Any business entails a need for financial resources. It is therefore essential for the project leader to have a good understanding of the different forms of financing available, be able to evaluate their needs and be able to access the most appropriate sources of financing.
What is meant by financing?
By financing, we mean all the internal and external financial resources available to a business (company, self-employed or non-profit organisation) that enable it to have the means necessary to carry out its activity.
The various sources of financing are shown as liabilities on the balance sheet. Together, they form the resources available to the company and so also represent the company's debts to its creditors, classified in decreasing order of due date. Debts are, of course, to be understood here in the broadest sense of the term. Their counterpart on the assets side of the balance sheet, particularly in the form of cash, represents the company's resources.
What are the different sources of financing?
The different sources of financing can be grouped into five categories, each with specific characteristics in terms of legal, tax and accounting aspects (counterparty, type of commitment, due date, subordination, etc.), technical aspects (duration, costs, purpose, presence or absence of a cash flow, etc.) and risk.
These five categories are:
Self-financing is the financing of the company by the positive results it generates and does not redistribute.
2. Own contributions (capital)
Own contributions are the cash that the project leader brings to the company, which therefore has a debt to the leader.
Subsidies, or bonuses, are financial aids that companies can apply for, generally from Brussels Economy Employment, to reimburse part of the costs they have incurred for their development. They may include costs for recruitment, training, prospecting trips, consultancy, purchase of equipment, works, etc.
Credit represents loans granted to the company by external organisations.
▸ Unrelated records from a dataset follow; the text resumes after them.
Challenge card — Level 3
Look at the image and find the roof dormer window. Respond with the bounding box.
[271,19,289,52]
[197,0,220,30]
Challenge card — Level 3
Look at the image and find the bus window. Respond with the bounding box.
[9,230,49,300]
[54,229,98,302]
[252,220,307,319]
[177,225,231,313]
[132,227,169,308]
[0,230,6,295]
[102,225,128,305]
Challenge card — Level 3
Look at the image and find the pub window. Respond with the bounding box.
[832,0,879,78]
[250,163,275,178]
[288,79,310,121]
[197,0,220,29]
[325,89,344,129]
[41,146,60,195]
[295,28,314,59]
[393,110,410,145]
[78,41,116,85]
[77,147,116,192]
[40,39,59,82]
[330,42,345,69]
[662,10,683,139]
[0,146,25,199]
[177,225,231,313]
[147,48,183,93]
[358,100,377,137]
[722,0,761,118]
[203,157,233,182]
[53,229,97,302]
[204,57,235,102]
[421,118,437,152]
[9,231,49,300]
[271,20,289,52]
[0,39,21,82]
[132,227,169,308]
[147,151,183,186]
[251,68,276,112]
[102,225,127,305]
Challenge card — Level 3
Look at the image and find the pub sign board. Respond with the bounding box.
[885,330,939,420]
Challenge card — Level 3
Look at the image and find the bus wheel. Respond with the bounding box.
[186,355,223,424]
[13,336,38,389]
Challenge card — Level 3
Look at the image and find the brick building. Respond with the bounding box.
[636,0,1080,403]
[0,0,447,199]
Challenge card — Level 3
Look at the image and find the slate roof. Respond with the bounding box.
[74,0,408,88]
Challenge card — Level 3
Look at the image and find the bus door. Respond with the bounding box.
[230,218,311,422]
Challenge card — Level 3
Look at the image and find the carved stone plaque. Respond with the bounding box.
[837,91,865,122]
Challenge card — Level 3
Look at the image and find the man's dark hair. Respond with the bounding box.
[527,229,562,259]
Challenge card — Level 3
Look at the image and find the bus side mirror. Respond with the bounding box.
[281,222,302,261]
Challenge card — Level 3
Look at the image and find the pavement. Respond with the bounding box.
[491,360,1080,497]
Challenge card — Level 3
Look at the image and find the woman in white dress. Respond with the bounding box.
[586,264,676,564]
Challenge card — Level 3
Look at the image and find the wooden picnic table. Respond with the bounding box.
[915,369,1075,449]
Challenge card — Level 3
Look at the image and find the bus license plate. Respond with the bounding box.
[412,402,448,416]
Credit can be a short- or long-term loan, granted by the bank, a payment term granted by a supplier, or an advance on an invoice by specialised organisations.
5. venture capital
Venture capital is the provision of capital by individual investors (often called Business Angels) and companies (public or private investment funds), with the aim of making a profit and/or supporting the development of the business. This type of financing therefore implies opening up the company's capital.
Self-financing, own contributions, subsidies and venture capital financing are part of the company's equity, while credits are debts.